En la mayoría de los cuentos, la intervención del autor como narrador se hace sutilmente con un estilo popular citadino para no romper el tono. Lo interesante del trabajo de Gutiérrez es que su visión no es, como en el caso del indianismo, la voz de un extraño, sino la de un poblador perspicaz que nos da una visión de su mundo desde adentro sin necesidad de traducir sentimientos ni fobias. La forma como humaniza la naturaleza, a quien describe como un ser omnívoro, es otro logro de Gutiérrez. En contraposición la descripción de sus personajes no es muy amable y los presenta como tipos toscos e ignorantes. Para ellos, el narrador les reserva la comedia humana. Incapaces de llegar al drama, su historia es patética. Solo en los: Jazmines en el mes del Señor se logra eliminar la barrera entre comedia y tragedia. La iniciación degrada del sexo permite que el personaje se alce por encima del defecto de su propio carácter, apagado y pusilánime y saque conclusiones sobre el absurdo existencial. En Asunto lunar, Gutiérrez despliega una técnica narrativa no empleada en los otros cuentos.
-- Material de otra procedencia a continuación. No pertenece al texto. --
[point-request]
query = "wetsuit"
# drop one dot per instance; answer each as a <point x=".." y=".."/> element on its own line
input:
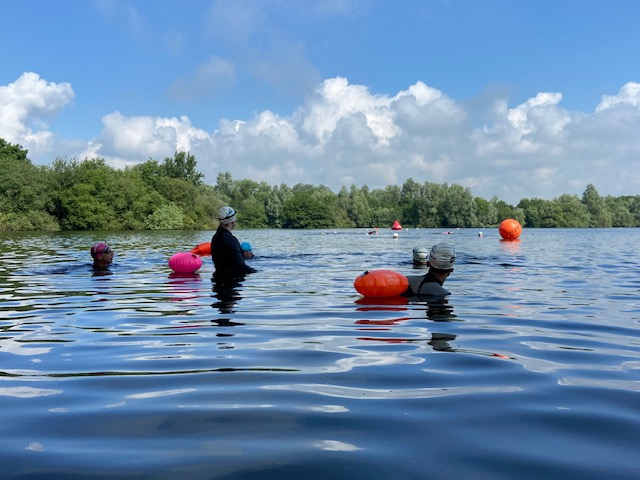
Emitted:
<point x="427" y="285"/>
<point x="227" y="255"/>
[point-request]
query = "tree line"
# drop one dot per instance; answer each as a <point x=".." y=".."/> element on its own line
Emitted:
<point x="90" y="195"/>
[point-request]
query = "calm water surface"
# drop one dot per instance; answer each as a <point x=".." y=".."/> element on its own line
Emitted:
<point x="531" y="369"/>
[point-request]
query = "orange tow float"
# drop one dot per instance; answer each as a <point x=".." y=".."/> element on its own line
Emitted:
<point x="381" y="283"/>
<point x="510" y="229"/>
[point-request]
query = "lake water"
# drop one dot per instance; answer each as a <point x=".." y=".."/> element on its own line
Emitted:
<point x="531" y="370"/>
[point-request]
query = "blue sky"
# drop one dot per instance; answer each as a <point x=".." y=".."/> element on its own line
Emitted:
<point x="517" y="99"/>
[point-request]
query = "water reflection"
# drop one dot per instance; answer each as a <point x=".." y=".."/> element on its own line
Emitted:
<point x="227" y="292"/>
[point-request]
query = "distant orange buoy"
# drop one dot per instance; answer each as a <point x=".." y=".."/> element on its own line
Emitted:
<point x="510" y="229"/>
<point x="381" y="283"/>
<point x="202" y="249"/>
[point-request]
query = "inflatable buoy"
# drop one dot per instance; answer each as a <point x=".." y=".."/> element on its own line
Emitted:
<point x="202" y="249"/>
<point x="510" y="229"/>
<point x="381" y="283"/>
<point x="185" y="262"/>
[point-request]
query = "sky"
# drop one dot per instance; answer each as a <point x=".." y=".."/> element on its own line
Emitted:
<point x="510" y="98"/>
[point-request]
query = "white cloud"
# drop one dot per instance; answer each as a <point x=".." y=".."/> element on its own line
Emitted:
<point x="26" y="107"/>
<point x="344" y="134"/>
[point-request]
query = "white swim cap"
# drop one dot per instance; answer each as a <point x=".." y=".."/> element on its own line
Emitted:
<point x="420" y="255"/>
<point x="226" y="215"/>
<point x="442" y="256"/>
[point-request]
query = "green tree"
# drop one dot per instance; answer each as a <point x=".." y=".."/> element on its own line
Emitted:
<point x="600" y="215"/>
<point x="486" y="212"/>
<point x="166" y="217"/>
<point x="306" y="210"/>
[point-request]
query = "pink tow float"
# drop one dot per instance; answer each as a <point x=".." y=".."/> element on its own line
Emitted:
<point x="185" y="262"/>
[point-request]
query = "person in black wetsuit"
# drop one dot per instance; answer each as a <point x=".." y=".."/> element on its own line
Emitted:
<point x="102" y="256"/>
<point x="225" y="248"/>
<point x="440" y="263"/>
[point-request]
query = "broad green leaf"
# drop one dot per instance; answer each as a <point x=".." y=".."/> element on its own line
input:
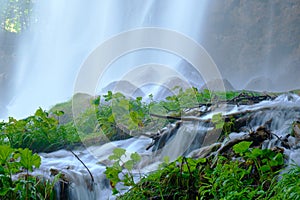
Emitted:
<point x="135" y="157"/>
<point x="129" y="165"/>
<point x="241" y="147"/>
<point x="5" y="153"/>
<point x="28" y="160"/>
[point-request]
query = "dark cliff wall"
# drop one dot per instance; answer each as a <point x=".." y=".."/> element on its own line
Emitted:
<point x="255" y="39"/>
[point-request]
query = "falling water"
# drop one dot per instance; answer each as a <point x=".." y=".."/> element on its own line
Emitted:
<point x="187" y="138"/>
<point x="66" y="32"/>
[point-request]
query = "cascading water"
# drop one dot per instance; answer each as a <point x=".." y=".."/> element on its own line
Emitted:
<point x="52" y="54"/>
<point x="182" y="138"/>
<point x="66" y="32"/>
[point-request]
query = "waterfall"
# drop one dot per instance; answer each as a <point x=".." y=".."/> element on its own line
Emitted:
<point x="185" y="138"/>
<point x="66" y="32"/>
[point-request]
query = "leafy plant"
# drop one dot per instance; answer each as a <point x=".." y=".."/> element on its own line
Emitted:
<point x="39" y="132"/>
<point x="13" y="163"/>
<point x="121" y="170"/>
<point x="244" y="177"/>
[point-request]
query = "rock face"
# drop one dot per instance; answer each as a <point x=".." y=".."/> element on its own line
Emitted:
<point x="249" y="38"/>
<point x="124" y="87"/>
<point x="261" y="84"/>
<point x="218" y="85"/>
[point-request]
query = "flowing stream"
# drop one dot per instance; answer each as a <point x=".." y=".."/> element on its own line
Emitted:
<point x="276" y="115"/>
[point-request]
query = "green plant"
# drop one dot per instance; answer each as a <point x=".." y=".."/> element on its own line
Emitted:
<point x="13" y="163"/>
<point x="121" y="168"/>
<point x="243" y="173"/>
<point x="39" y="132"/>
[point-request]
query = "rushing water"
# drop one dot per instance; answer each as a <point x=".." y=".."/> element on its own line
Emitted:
<point x="277" y="115"/>
<point x="66" y="32"/>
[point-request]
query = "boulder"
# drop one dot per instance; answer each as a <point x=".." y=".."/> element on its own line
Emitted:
<point x="218" y="85"/>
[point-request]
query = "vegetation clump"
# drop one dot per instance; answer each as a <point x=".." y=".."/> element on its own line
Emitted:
<point x="250" y="173"/>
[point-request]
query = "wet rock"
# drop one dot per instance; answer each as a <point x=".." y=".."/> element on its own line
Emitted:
<point x="218" y="85"/>
<point x="204" y="151"/>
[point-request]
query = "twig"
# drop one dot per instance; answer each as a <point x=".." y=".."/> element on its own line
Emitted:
<point x="83" y="165"/>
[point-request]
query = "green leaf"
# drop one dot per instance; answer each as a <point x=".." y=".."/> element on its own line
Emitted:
<point x="265" y="168"/>
<point x="129" y="165"/>
<point x="117" y="154"/>
<point x="28" y="160"/>
<point x="241" y="147"/>
<point x="5" y="153"/>
<point x="135" y="157"/>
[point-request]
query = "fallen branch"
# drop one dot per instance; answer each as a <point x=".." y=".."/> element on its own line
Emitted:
<point x="83" y="165"/>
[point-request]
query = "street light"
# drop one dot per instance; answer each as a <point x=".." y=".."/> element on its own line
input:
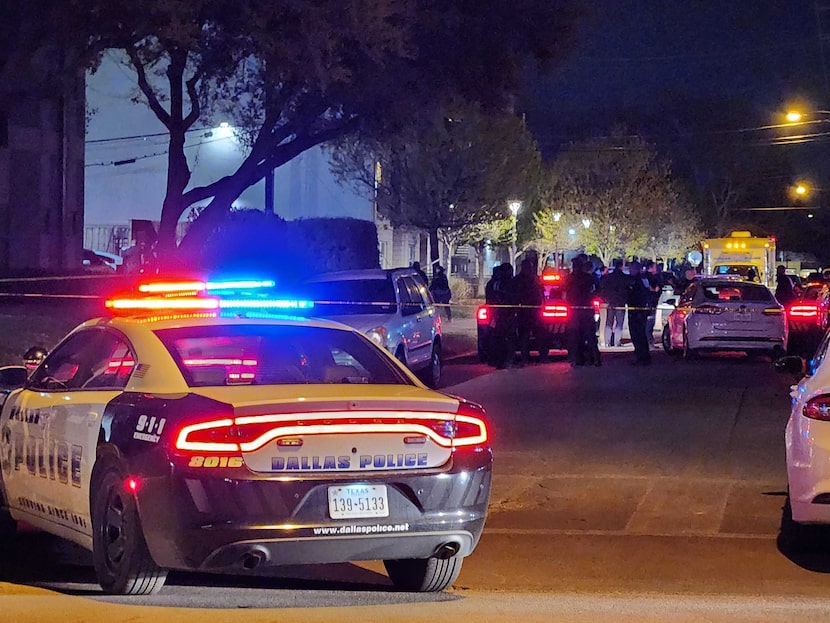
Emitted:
<point x="514" y="206"/>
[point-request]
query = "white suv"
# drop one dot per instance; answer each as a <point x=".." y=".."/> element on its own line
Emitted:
<point x="393" y="307"/>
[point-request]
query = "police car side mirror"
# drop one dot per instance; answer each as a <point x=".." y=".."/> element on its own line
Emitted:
<point x="12" y="377"/>
<point x="789" y="365"/>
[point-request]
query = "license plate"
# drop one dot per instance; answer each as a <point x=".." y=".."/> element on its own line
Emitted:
<point x="355" y="501"/>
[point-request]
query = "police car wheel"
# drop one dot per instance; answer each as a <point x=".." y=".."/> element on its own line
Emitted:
<point x="8" y="528"/>
<point x="423" y="575"/>
<point x="666" y="340"/>
<point x="122" y="561"/>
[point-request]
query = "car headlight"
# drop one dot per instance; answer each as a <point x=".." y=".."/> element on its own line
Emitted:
<point x="378" y="336"/>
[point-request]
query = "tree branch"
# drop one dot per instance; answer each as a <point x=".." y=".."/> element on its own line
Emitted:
<point x="144" y="85"/>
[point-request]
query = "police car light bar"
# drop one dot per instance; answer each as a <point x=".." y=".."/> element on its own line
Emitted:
<point x="186" y="287"/>
<point x="155" y="303"/>
<point x="242" y="284"/>
<point x="195" y="296"/>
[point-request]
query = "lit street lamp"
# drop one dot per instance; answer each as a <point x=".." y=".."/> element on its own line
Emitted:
<point x="514" y="206"/>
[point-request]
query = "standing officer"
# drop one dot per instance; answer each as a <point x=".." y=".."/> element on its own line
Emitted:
<point x="638" y="310"/>
<point x="614" y="289"/>
<point x="579" y="292"/>
<point x="528" y="295"/>
<point x="498" y="293"/>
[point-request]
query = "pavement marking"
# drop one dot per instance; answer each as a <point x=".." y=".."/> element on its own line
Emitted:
<point x="621" y="533"/>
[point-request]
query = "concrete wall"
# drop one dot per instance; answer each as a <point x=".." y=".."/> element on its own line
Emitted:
<point x="41" y="180"/>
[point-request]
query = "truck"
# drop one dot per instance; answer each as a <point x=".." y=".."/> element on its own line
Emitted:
<point x="741" y="253"/>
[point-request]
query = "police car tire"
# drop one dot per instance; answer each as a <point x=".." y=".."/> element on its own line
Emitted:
<point x="423" y="575"/>
<point x="123" y="564"/>
<point x="8" y="528"/>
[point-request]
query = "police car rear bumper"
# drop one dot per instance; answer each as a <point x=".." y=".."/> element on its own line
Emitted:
<point x="209" y="522"/>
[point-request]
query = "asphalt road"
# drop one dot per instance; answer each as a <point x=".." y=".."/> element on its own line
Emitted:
<point x="622" y="493"/>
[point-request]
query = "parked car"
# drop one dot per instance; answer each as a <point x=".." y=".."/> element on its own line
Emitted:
<point x="97" y="264"/>
<point x="717" y="314"/>
<point x="392" y="307"/>
<point x="807" y="445"/>
<point x="808" y="318"/>
<point x="173" y="435"/>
A través de un contrapunto nos vamos enterando de los pormenores de un hecho de sangre. La amputación de una oreja. La trama y los diálogos nos mantienen en vilo hasta el último momento. Es el cuento más logrado, porque funde personajes, tema y espacio mediante una técnica experimental no novedosa, pero si bien tratada.
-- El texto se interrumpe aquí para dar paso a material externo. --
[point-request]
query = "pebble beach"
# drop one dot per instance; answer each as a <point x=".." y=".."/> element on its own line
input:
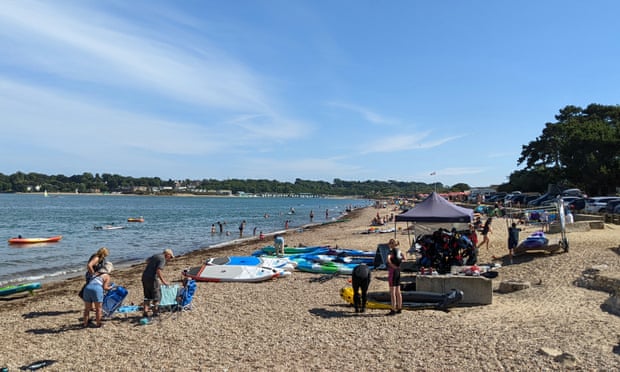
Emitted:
<point x="297" y="323"/>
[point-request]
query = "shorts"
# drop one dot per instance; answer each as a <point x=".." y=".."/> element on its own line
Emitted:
<point x="152" y="291"/>
<point x="93" y="293"/>
<point x="394" y="278"/>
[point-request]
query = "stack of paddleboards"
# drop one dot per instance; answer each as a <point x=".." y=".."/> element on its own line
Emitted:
<point x="321" y="259"/>
<point x="241" y="269"/>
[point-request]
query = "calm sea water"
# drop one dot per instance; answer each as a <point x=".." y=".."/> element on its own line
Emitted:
<point x="180" y="223"/>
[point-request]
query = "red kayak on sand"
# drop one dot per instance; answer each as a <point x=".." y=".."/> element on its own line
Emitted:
<point x="20" y="240"/>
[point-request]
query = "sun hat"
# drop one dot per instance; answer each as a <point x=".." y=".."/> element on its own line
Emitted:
<point x="107" y="268"/>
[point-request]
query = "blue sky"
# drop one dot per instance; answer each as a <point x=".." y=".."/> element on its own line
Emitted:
<point x="279" y="89"/>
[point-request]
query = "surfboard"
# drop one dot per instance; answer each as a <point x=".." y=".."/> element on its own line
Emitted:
<point x="412" y="300"/>
<point x="231" y="273"/>
<point x="270" y="250"/>
<point x="564" y="240"/>
<point x="12" y="289"/>
<point x="324" y="267"/>
<point x="273" y="262"/>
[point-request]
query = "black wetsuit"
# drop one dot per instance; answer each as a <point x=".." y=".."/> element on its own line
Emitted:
<point x="360" y="279"/>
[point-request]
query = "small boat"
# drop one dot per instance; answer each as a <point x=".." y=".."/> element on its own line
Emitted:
<point x="109" y="227"/>
<point x="11" y="289"/>
<point x="20" y="240"/>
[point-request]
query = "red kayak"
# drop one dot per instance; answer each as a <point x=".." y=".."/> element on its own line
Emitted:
<point x="51" y="239"/>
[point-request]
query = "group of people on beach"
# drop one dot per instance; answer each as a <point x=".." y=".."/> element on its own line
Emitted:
<point x="98" y="280"/>
<point x="360" y="280"/>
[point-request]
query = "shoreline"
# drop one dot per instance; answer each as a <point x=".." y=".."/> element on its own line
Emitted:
<point x="259" y="326"/>
<point x="234" y="244"/>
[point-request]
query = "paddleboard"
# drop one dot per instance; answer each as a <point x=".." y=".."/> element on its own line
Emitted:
<point x="230" y="273"/>
<point x="11" y="289"/>
<point x="324" y="267"/>
<point x="272" y="262"/>
<point x="564" y="240"/>
<point x="412" y="300"/>
<point x="270" y="250"/>
<point x="51" y="239"/>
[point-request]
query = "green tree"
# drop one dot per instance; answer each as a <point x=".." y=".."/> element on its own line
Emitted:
<point x="582" y="148"/>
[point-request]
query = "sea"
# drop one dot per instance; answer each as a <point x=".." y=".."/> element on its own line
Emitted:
<point x="183" y="223"/>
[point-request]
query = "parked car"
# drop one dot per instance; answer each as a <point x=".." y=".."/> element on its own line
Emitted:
<point x="611" y="205"/>
<point x="539" y="200"/>
<point x="577" y="204"/>
<point x="509" y="197"/>
<point x="597" y="204"/>
<point x="567" y="200"/>
<point x="495" y="197"/>
<point x="572" y="192"/>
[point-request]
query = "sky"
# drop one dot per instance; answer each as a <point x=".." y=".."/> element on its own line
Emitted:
<point x="415" y="91"/>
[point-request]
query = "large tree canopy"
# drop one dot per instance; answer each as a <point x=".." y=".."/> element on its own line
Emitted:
<point x="581" y="148"/>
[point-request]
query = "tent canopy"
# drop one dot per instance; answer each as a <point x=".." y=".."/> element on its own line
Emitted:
<point x="436" y="209"/>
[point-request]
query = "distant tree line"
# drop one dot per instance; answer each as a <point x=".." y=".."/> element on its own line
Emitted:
<point x="581" y="149"/>
<point x="112" y="183"/>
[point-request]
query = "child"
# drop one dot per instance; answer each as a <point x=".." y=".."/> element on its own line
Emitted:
<point x="513" y="239"/>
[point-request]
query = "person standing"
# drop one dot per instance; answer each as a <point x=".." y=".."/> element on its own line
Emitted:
<point x="96" y="262"/>
<point x="360" y="280"/>
<point x="278" y="243"/>
<point x="486" y="230"/>
<point x="544" y="218"/>
<point x="151" y="277"/>
<point x="513" y="240"/>
<point x="395" y="257"/>
<point x="241" y="227"/>
<point x="93" y="293"/>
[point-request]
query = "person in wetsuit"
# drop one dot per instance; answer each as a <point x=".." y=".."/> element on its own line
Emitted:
<point x="360" y="279"/>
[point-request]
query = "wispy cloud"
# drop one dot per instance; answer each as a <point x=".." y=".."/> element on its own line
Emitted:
<point x="365" y="113"/>
<point x="405" y="142"/>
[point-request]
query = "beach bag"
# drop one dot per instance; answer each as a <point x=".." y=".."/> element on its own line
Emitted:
<point x="81" y="292"/>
Podemos afirmar que el valor estético del libro de cuentos Colina Cruz depende en gran manera de su comicidad y del tono carnavalesco en general que se establece desde los primeros relatos. El narrador, al burlarse de la lucha armada nos da una explicación resumida del fracaso de ese movimiento subversivo, incapaz de calar en el pueblo, que a una distancia prudencial de los hechos parece sufrir de amnesia cuando se la interroga sobre los enfrentamientos pasados. El tono y ese ritmo musical, sumamente hábil, que recoge el dialecto de Guaranguillo, tienen como soporte los vocablos y las ingeniosas imágenes, muchas de las cuales tienen connotaciones sexuales. Colina Cruz es una incursión en un mundo cerrado a punto de explotar, refleja no solo los sueños y pesadillas, sino los recursos técnicos de Teófilo Gutiérrez, narrador nacido en la sierra norte del Perú.” (Lima, noviembre de 2011)


MARIO SUÁREZ SIMICH:

“Ya desde su primer libro, Tiempos de Colambo, y después con Colina cruz, Teófilo Gutiérrez ha ido urdiendo un universo propio que une el Jaén de su infancia con la Piura de su adolescencia en cuentos donde la voz de los personajes, las historias rememoradas y la atmósfera destilan la cosmovisión rural de una parte de la zona norte de nuestro país. Ahora, en El perro no vendrá más a olisquear, a estas virtudes narrativas esgrimidas en los dos primeros libros, hay que agregarle una impronta poética que vuelve a su prosa intensa y más humana aún y que indica, de manera inequívoca, la madurez narrativa de uno de los mejores cuentistas de la generación del 80.